Reading time: 40 minutes

With the dawn of modern browsers and search engines, Autocomplete has been an interesting UX Feature that derives heavily from the existing concepts of the Data Structure and Algorithm to implement a simple thing: Suggesting the user a list of search phrases as he starts typing in the query box. With the huge volumes of data being processed around the world in real-time, Search Queries were required to be accurate and fast which lead to the use of more efficient algorithms that can be used to retrieve and rank search phrases depending on the given input. The Autocomplete Feature are also expected to possess some Typo-Tolerance as it can implement a spell check in case the given query has been mispelled

In this article, we will discuss the various approaches to implement an Autocomplete Feature using various algorithms, from the most naive ones to the others which are complex yet intriguing to implement at the same time. These approaches will help the reader to better understand the working of the Autocomplete Feature under the covers as we gently unveil the complexities of these algorithms within the layers.
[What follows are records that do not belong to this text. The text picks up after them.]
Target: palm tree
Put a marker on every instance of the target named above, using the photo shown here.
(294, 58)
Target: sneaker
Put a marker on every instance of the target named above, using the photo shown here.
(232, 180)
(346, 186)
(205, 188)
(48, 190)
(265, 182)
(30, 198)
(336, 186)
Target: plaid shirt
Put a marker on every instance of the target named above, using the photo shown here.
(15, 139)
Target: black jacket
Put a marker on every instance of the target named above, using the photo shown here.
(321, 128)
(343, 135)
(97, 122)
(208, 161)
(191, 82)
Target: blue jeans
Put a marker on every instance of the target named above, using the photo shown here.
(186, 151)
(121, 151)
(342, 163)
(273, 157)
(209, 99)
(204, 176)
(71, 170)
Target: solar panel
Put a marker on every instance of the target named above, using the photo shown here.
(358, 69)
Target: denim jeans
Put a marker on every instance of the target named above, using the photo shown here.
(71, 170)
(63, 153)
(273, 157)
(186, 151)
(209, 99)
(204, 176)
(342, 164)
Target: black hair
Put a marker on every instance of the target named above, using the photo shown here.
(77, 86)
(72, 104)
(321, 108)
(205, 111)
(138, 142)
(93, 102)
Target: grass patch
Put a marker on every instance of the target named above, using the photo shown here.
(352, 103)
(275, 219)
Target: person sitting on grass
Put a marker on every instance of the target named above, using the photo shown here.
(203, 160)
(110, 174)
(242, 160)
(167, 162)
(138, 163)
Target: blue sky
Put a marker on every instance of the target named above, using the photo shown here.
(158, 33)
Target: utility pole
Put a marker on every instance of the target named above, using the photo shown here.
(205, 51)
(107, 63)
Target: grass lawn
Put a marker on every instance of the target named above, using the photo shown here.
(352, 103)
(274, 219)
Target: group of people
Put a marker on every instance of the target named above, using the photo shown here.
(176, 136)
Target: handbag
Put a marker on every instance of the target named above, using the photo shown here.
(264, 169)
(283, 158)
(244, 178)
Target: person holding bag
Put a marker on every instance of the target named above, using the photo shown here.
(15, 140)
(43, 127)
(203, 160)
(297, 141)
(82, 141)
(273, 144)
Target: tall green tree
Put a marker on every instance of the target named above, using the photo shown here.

The various approaches are:

  • Linear Search (Brute Force)
  • Binary Search Approach
  • TRIE Data Structure
  • Ternary Search Tree Approach
  • Fuzzy Search
  • Burkhard Keller Tree Approach
  • Machine Learning Approach

We will now explore each technique in depth.

1. Linear Search (Brute Force)

Probably the most naive method to implement our Autocomplete Feature is the Linear Force where we can Brute Force through the entire list of search phrases looking for the best fit which can be returned back to the user as a Search Query is passed to it. In Linear Search Algorithm, the entire list of search phrases is searched for to check if any search phrase associated with the given query is present or not.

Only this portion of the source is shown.